Indeed, its coming ascendance is well researched. In June 2010, McKinsey released a seminal report on Africa that projected by 2020, Africa’s GDP would reach $2.6 trillion, up $1 trillion from 2008. With increasing urbanization, Africa’s labor force is projected to reach 1.1 billion by 2040, overtaking China and India. By 2020, consumers will spend $1.8 trillion, a trend projected to accelerate ensuing decades. The report noted that “if Africa can provide its young people with the education and skills they need, this large workforce could account for a significant share of both global consumption and production.” As a firm believer in the power of business to bring about transformational change, this trend points to a ripe opportunity to create meaningful businesses that will shape the face of Africa for generations to come.

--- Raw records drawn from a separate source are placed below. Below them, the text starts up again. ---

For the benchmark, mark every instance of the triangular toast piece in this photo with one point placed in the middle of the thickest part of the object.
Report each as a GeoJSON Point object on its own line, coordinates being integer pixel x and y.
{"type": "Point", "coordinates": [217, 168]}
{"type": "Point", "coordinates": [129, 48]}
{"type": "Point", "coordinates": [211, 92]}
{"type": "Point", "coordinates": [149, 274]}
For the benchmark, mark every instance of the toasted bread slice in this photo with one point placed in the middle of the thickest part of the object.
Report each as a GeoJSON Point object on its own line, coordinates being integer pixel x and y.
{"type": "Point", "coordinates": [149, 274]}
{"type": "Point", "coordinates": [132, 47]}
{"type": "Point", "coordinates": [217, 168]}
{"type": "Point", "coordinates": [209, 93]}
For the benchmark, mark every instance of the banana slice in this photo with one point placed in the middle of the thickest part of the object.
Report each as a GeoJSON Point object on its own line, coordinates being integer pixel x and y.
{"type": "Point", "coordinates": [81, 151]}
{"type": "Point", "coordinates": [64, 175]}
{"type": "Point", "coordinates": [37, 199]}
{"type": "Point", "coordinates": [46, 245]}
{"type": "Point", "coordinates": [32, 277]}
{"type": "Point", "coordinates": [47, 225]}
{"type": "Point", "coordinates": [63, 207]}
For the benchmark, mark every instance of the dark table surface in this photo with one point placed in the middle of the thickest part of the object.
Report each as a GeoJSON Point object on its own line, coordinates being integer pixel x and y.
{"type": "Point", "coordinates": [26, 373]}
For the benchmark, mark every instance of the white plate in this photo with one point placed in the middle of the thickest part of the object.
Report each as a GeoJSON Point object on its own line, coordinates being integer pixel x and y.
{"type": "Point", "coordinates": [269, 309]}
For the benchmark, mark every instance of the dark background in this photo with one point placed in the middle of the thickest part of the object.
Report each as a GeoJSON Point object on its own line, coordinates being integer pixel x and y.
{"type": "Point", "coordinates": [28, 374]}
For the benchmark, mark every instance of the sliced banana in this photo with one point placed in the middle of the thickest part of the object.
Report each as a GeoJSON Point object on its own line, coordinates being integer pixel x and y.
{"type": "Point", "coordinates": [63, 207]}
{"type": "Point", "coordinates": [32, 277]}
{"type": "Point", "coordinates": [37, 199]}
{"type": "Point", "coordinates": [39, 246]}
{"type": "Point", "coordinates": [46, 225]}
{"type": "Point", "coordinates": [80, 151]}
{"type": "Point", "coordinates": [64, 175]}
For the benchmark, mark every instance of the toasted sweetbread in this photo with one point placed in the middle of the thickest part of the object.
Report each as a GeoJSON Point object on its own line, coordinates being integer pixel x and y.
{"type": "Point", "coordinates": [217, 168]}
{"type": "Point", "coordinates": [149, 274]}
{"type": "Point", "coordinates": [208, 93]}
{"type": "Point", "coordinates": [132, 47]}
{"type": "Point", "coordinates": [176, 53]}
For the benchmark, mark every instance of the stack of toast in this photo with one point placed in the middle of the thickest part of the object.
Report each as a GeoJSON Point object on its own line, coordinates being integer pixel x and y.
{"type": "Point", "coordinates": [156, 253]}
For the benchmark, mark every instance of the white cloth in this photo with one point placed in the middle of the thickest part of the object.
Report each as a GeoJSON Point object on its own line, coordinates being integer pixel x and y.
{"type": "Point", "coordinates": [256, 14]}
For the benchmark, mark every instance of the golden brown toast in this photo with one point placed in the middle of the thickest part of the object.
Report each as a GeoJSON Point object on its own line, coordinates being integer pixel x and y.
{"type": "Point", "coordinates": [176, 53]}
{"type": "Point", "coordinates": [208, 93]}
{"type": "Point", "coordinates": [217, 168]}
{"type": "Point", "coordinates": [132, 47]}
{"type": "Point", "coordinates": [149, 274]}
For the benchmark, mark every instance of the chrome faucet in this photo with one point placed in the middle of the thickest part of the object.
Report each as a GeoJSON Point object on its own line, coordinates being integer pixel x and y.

From a faith and business perspective, this sea change in Africa provides entrepreneurs who have a heart and passion for Jesus the opportunity to deploy their skills to help build and support businesses that are a light upon a hill. Businesses provide a tangible way to meet felt needs in sustainable ways while providing a tremendous opportunity to create meaningful relationships across a variety of stakeholders including employees, vendors, and customers. When businesses choose to operate ethically in tough environments, they have as much power to transform society as “traditional” ways of doing ministry. At Sinapis, we have seen the impact of this up close and personal with entrepreneurs who share how doing “kingdom business” (business God’s way), has ushered in trust, integrity, and vibrant communities.
So how can we support entrepreneurship in Africa? In my experience, there are at least four points of need. The first may be the most profound and least appreciated which is simply stepping up to mentor entrepreneurs operating in Africa. Seasoned entrepreneurs can always coach people in the trenches and provide them counsel and wisdom. This is especially important when trying to develop scale-able businesses in Africa. Second, for those who can, access to capital is always a felt need in the continent. People who feel equipped can either directly provide capital or help open their networks to entrepreneurs looking for money. Third, for those who feel called, Africa represents a wonderful (but not easy) place to start a business, having direct impact on the ground. And lastly, and perhaps most importantly, we can all lift up Africa and its leaders and entrepreneurs in prayer as we are led.
Despite the wonderful opportunities to get involved, operating in Africa comes with major challenges. Entrepreneurs routinely face corruption which can make it feel like the system is stacked against you when you are in the trenches. Navigating regulatory and business networks to setup operations, close business deals, and build a sustainable business is not for the faint of heart. Further, a common trap among westerners is to go to Africa bringing western solutions, which is almost always a recipe for disaster. When I first started my fintech startup Caytree, I spent a lot of time trying to adapt a western approach to a uniquely African context – and it did not work.
Operating in Africa requires a thoughtful, measured approach to understanding the context and crafting solutions that work. There are notable successes in this regard. Businesses such as PesaPal, KopoKopo, Africa’s Talking, and Lynk in Kenya alone showcase the success of local and foreign entrepreneurs in building startups that are scaling successfully. Imagine being an early entrepreneur in the US at the turn of the 19th or 20th centuries, getting in on the ground floor of some of the most exciting eras in business. Or being at the forefront of China’s economic leap. Getting involved in Africa today is a chance to have significant impact despite these challenges.
When He was asked what the two most important commandments were, Jesus replied that we should love God with all our heart, soul, and mind, and that we should love our neighbors as ourselves. And He pretty much left it up to us, with His help, to figure out what that looks like. For entrepreneurs who feel a global dimension to this call, who are exploring how to take the light of Jesus to every corner of the globe, Africa’s calling. It is calling for vibrant, faith-filled people who are willing to approach their call thoughtfully to engage meaningfully, creating kingdom businesses that will leave a lasting impact on its people and economy.